A major impediment: Patient expectations
Dr. Gabriel Ledger's note on patient expectations:
A major impediment to minimizing patient testing is patient expectation. My patient with a viral chest cold expects a chest X-ray, to prove that his two-week cough isn’t pneumonia (it isn't), and the mother of my three-year-old patient who tumbled off the sofa expects a CT scan, to prove that everything will be fine with the child’s brain (it will be fine, except for the unknown long-term results of the radiation from the CT scan). When the tests aren't done, the patients leave my E.R. dissatisfied and write complaint letters to the hospital. And, in the rare instance that the viral chest cold later turns into pneumonia, the patient assumes that I "missed it" and wants to sue me. Doctors need to be held accountable for over-testing, but let's not forget how patient expectation affects the issue.

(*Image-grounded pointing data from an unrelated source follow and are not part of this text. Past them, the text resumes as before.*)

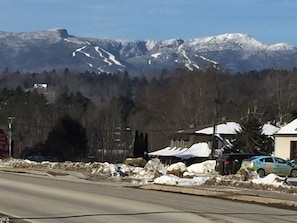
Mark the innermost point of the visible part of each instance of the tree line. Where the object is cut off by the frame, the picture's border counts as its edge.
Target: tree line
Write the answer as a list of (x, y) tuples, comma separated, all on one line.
[(113, 108)]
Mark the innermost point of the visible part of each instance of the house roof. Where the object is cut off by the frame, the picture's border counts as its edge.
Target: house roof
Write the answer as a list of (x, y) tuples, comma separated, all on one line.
[(224, 128), (289, 129), (196, 150)]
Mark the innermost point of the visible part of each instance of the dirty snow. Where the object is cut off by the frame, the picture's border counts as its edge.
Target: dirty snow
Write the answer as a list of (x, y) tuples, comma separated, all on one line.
[(153, 172)]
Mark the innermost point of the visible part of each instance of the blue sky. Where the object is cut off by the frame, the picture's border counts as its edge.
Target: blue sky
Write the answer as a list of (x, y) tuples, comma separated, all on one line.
[(269, 21)]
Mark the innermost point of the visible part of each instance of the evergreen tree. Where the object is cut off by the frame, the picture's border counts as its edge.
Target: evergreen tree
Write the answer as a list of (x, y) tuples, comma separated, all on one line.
[(67, 140), (136, 145), (251, 138), (145, 146)]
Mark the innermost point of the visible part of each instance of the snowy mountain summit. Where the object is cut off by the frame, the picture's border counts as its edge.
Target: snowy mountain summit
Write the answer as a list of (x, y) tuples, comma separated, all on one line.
[(56, 49)]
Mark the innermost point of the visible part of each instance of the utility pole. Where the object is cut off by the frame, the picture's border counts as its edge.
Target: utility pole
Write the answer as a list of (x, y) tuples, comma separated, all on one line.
[(213, 139), (10, 120)]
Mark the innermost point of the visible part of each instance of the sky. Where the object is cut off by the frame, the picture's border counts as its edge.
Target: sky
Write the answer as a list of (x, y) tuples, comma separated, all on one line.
[(269, 21)]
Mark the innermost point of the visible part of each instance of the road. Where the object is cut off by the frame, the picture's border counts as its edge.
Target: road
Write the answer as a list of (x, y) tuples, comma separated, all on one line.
[(48, 199)]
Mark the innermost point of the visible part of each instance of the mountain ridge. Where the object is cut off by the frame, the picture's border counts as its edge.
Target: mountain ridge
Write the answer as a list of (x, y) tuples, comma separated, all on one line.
[(56, 49)]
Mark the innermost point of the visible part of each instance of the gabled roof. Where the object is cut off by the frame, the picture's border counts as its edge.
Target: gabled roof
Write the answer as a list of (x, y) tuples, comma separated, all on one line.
[(289, 129), (196, 150), (224, 128)]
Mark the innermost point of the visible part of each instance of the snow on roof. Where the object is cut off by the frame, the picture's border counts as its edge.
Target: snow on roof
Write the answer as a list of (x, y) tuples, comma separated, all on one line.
[(233, 127), (269, 129), (200, 149), (290, 128), (225, 128)]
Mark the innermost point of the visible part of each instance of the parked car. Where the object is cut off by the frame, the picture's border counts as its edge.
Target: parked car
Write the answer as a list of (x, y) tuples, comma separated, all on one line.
[(230, 163), (265, 165)]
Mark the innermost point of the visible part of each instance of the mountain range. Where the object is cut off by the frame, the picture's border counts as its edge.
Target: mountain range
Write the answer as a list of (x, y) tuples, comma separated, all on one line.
[(56, 49)]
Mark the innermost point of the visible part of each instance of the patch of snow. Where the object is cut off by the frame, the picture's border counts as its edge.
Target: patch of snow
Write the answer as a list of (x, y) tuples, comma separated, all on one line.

Thanks for Dr. Ledger's letter, reprinted from the June 29 issue of the New Yorker.
1 comment:
This letter makes a good point: our society needs to take a long hard look at our health care expectations, if we expect to reduce costs.
End of life care is a perfect example: we all love our parents and grandparents, but do we really need to keep them alive forever? Why do we expect the medical doctors to be gods who can diagnose everything, cure everything, and make us live to be 120? Let's be reasonable ourselves, while we ask our doctors to be reasonable with the tests they order.